Here’s the irony in this topic of low self-esteem. People who have low self-esteem can really be self-centered and self-focused. This person with low self-esteem is always trying to prove himself and has to be ‘right’ in every situation. A person with low self-esteem can also be a doormat for other people to use and abuse--all the while he is thinking that he is being humble and other person centered. He may even become a ‘praise-a-holic’ thriving on the affirmation and praises of people and even setting himself up to reap those praises. All this is an effort to feel good about himself. You cannot unconditionally love others when you are in constant need of affirming yourself.

Putting yourself down, belittling yourself, and thinking yourself as nothing is not humility neither is it a characteristic of righteousness nor holiness of heart and life.

The issue before us is this: will we listen to those around us believing their view of us? Will we hear the inner voice telling us that we are dumb and stupid? Will we take to heart Satan’s lies about us that we are not worth the air we breathe? Or will we receive our self-esteem from God and His Word?

Let me share with you some of the things the Bible says.

Romans 12:3, “For by the grace given me I say to everyone of you: do not think of yourself more highly than you ought but rather think of yourself with sober judgment, in accordance with the measure of faith God has given you.” Sober judgment cuts both ways.

1 John 1:3, “Consider the incredible love the Father has shown us in allowing us to be called ‘children of God.’”

Romans 5:8, “But God demonstrates His love for us in that while we were still sinners, Christ died for us.”
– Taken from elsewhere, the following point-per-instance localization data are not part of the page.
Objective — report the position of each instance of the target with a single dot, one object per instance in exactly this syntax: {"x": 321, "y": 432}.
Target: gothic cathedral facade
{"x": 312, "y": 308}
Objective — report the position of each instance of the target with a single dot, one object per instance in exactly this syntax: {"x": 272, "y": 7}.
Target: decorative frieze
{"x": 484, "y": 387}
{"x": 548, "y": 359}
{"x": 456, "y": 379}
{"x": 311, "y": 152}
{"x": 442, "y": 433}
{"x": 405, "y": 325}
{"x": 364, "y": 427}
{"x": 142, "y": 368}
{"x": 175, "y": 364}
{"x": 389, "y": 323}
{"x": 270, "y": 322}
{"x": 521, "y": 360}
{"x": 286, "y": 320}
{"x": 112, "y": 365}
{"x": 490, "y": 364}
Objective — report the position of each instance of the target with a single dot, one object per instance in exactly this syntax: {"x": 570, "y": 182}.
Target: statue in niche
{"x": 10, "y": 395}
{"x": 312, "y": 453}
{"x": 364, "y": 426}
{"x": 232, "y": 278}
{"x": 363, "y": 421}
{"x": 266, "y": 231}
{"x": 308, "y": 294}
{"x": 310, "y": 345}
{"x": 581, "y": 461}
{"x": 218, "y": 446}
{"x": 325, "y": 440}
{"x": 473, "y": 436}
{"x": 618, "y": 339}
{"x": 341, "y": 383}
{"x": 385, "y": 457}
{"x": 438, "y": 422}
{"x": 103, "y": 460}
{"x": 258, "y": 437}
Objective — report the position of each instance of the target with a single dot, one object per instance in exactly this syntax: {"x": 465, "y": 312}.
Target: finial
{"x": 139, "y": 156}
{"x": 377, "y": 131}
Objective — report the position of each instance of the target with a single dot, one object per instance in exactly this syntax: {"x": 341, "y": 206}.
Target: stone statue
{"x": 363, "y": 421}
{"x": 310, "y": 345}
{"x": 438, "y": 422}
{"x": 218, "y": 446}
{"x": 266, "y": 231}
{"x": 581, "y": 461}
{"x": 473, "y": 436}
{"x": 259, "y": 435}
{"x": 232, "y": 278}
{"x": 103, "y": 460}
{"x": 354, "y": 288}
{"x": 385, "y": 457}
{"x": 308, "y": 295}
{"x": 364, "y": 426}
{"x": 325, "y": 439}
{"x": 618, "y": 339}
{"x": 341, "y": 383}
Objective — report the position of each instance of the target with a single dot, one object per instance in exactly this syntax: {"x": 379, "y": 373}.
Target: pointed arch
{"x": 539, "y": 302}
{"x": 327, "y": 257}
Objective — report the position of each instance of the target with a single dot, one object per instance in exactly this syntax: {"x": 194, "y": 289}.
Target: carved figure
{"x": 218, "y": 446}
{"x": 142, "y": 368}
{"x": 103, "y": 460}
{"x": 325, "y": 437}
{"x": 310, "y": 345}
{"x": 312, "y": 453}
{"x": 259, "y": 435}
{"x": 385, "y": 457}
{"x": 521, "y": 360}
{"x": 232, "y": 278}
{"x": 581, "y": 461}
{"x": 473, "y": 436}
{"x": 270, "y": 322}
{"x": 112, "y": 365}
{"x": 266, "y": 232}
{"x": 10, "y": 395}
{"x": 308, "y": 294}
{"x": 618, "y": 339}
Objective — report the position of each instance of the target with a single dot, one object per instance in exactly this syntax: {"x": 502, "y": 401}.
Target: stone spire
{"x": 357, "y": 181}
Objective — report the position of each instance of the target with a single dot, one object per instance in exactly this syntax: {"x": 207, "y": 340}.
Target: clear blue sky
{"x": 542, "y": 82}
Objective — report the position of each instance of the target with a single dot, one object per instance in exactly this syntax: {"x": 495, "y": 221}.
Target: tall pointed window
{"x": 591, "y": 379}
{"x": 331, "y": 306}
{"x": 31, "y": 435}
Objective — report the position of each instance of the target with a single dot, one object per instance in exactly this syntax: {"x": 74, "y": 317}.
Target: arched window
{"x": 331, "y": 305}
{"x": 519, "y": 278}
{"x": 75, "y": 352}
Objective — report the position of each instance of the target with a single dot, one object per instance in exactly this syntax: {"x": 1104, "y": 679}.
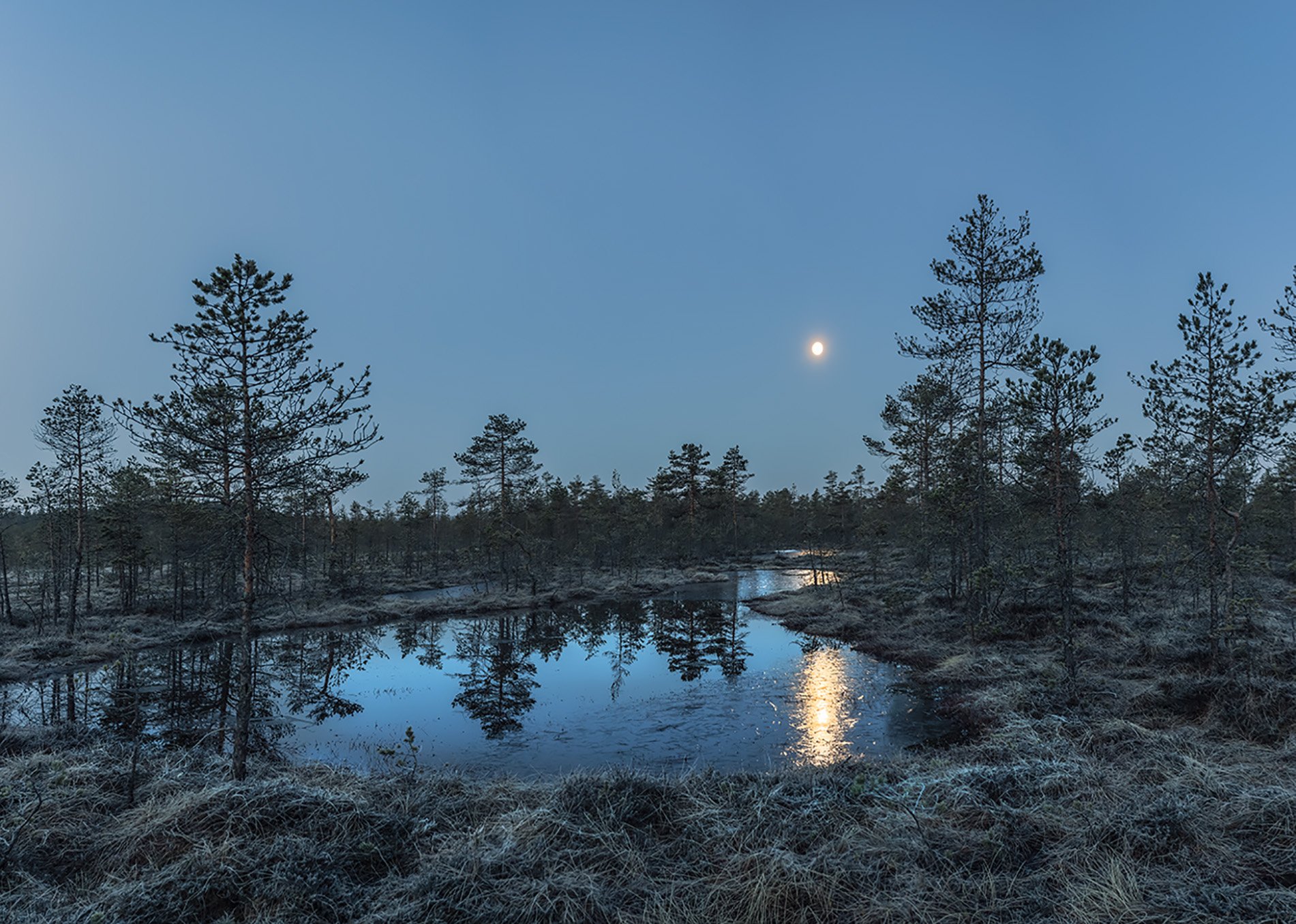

Matthew 7:11, “If you then though you are evil know how to give good gifts to your children, how much more will your Father in heaven give good gifts to those who ask Him!”

Philippians 4:19, “God shall supply all your need according to His riches in glory.”

Philippians 1:5, “Let this mind be in your which was also in Christ Jesus.”

Are you going to get to your ideas about yourself from the distortions of your childhood? From past hurts, disappointments? From the lies of Satan? When Paul admonished us to evaluate ourselves with sober judgment he also said, “Do not be conformed to this world, but be transformed by the renewing of your mind.” [ie the seat of your emotions.] The work of God’s Spirit in transforming our minds does not happen overnight. God’s transforming work takes time as we partner with Him so that He can heal our damaged emotions and give us a godly self-esteem from His Word and His Spirit living within us.

Let me encourage you to enter into the healing process. Let God love you and let Him teach you to love yourself and how to love others. Then you will have real JOY!